What are the units of the 100? What therefore is the weight?
If we want to prove whether the integral of 1/t^ .3 from t=0 to t=1 converges or diverges, after integrating we can say that we want to find the limit as x->0 of 10/7 t^.7 from 1 to x. Then we just plug in and get 10/7 (1 ^ .7 ) - 10/7 (x ^.7 ). Since x will just go to zero, we get a numerical answer of 1.43, so it converges.
Yes. Very good.
Bounded by y= 4-x^2, y=0, x=-2, x=0, rotated about the x-axis. I know how to do these problems, but the most important part is finding the correct volume of a slice. This is an odd problem, and since I can correctly integrate this function, my error is probably lying in my volume of a slice. (Also, when we are given the x and y equal to does that mean that my integration bounds are going to be from -2 to 0 when I write my integral of this solid? Can I use pi* (4-x^2)^2 * d'x --would this be correct for the radius? But I know that we'd take the Riemann sum, then the integral, resulting (assuming this is correct) in integral( pi * (4-x^2)^2 dx from 0 to -2
Very good and correct throughout. The integral would be from -2 to 0, as you stated first, not from 0 to -2.

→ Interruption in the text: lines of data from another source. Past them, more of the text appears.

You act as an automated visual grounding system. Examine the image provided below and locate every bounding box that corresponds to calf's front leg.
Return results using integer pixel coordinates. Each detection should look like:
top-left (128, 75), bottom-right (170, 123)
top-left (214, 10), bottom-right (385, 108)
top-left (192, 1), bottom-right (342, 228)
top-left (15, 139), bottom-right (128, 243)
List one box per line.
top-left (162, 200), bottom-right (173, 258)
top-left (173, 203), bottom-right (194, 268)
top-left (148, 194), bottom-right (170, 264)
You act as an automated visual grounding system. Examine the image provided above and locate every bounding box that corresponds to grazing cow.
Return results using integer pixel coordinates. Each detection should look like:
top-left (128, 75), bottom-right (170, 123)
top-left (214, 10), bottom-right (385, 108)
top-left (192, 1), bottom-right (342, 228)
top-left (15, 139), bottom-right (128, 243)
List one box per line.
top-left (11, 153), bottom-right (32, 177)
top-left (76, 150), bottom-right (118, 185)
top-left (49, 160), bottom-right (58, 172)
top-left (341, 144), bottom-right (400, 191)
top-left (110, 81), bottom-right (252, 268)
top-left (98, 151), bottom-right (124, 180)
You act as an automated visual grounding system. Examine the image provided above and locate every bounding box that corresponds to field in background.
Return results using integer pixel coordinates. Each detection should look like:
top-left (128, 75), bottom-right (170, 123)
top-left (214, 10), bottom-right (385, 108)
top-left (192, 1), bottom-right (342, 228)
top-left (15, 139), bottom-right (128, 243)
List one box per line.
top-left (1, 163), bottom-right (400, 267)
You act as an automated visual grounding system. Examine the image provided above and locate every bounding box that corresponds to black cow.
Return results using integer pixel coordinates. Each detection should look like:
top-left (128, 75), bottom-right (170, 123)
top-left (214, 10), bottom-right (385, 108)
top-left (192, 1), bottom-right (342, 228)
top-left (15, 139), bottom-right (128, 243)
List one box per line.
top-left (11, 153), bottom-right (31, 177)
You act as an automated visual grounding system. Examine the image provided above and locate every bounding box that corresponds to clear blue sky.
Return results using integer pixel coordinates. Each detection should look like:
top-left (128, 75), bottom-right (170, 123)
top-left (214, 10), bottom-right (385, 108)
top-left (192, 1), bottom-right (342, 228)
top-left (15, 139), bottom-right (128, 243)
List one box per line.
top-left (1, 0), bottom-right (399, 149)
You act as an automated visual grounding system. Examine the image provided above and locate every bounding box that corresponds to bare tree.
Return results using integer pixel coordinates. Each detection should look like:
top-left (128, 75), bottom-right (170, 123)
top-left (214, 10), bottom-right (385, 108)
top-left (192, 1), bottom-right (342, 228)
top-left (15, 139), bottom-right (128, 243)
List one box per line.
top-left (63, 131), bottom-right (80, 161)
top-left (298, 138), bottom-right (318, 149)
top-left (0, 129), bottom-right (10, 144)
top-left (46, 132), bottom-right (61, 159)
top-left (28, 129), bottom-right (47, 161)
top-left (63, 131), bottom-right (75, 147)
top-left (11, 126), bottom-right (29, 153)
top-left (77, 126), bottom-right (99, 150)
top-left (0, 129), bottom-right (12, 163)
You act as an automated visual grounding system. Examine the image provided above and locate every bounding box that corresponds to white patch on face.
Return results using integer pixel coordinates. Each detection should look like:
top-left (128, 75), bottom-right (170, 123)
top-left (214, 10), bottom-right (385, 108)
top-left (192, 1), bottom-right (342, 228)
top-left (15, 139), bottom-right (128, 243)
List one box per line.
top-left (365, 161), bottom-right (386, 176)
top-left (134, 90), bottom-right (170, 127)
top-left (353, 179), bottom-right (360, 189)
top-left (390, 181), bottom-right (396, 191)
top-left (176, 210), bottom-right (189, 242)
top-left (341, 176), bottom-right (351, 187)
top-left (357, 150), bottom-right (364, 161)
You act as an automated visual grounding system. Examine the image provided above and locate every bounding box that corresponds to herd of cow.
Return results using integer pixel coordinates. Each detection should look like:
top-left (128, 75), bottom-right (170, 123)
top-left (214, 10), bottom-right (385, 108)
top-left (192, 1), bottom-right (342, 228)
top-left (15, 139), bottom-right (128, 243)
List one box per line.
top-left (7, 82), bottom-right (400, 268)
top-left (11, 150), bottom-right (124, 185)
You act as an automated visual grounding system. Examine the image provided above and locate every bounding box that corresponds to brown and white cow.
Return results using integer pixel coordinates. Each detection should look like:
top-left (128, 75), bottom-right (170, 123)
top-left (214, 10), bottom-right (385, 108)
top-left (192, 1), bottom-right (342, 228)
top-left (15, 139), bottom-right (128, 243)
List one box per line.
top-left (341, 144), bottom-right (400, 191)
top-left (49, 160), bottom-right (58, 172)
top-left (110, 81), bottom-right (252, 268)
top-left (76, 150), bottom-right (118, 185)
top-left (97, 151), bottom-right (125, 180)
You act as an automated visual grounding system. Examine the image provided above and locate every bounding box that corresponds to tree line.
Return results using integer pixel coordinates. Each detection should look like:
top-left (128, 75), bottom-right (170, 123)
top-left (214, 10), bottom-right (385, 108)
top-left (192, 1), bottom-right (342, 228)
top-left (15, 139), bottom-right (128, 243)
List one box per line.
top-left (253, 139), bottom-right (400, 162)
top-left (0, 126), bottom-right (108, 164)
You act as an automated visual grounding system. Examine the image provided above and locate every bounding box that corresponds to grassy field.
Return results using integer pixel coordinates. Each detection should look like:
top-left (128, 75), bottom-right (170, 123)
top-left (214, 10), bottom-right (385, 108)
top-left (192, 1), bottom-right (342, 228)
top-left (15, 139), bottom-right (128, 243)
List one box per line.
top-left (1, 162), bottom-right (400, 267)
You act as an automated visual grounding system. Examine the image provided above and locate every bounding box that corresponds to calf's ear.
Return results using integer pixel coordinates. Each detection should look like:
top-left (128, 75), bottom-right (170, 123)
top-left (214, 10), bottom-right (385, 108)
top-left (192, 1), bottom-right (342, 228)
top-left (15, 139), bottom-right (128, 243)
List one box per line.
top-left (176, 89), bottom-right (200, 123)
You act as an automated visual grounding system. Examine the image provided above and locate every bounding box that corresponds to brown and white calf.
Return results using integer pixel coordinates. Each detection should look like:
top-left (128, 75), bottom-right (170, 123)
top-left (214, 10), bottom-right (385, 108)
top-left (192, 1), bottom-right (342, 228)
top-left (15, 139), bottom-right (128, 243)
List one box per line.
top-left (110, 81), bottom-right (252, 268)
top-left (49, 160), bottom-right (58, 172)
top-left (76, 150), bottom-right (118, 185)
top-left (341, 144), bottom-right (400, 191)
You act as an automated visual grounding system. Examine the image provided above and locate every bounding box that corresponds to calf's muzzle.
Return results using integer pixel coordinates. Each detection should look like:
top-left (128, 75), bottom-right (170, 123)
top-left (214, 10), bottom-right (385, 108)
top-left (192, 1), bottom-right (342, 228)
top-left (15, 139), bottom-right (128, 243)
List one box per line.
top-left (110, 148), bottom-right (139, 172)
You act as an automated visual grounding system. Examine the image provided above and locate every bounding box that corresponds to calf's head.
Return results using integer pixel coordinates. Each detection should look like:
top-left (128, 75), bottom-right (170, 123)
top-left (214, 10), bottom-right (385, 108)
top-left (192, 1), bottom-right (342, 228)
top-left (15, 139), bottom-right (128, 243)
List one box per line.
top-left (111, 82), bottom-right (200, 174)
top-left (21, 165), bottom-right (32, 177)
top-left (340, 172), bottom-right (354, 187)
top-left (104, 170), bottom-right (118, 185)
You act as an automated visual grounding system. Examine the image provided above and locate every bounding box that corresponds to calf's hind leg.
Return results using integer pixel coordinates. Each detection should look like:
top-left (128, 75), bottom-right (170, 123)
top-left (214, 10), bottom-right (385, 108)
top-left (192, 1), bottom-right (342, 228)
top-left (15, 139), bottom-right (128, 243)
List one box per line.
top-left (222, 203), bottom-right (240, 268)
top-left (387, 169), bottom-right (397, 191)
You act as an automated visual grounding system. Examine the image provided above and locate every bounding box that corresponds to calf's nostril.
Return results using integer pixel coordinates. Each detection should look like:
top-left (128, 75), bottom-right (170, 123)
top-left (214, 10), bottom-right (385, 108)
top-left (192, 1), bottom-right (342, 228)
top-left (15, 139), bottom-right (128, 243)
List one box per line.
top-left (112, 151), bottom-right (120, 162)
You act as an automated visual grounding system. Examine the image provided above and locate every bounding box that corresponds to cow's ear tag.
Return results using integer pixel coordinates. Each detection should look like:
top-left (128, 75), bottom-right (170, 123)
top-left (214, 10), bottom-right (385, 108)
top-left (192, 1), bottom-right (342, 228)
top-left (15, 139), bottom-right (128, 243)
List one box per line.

Find the volume of the solid whose base curve y= (x+e) -.5 between x=0 to x= .7 and y axis whose cross sections are perpendicular to the y axis are right triangles with altitudes 2.5 times base
This one is being rotated about the y-axis, right? For our volume slice we are using right triangles whose altitudes are 2.5 times the base, so would our height be 2.5h when we draw a facsimile of the triangle to represent it? Would the volume of a slice be s^2* d' h (thickness). Would we need to use similar triangles to come to a correct value for s? Would the width of the the function be to x= .7, and when considering a volume of a slice would we use the proportionality... I'm kind of stumped here
The cross-sections are perpendicular to the y-axis, so they run from the y axis to the curve, in the x direction.
Assuming the function is y = (x + e)^(-.5), to find a point on the curve which corresponds to the given y coordinate you would have to solve the given the equation for x; easy enough to do, and you get x = y^-2 - e. The line segment running from the y axis to this x coordinate therefore has length y^-2 - e.
Assuming this segment to be the base of the right triangle, its altitude would be 2.5 (y^-2 - e) and its area would be 1.2 * 2.5 (y^-2 - e) * ( y^-2 - e).
If the segment is the altitude of the right triangle, then the area of the cross-second would be 1.2 / 2.5 * (y^-2 - e) * ( y^-2 - e).
The Riemann sum is then set up, partitioning the y axis from y = e^(-.5) to (.7 + e)^-.5.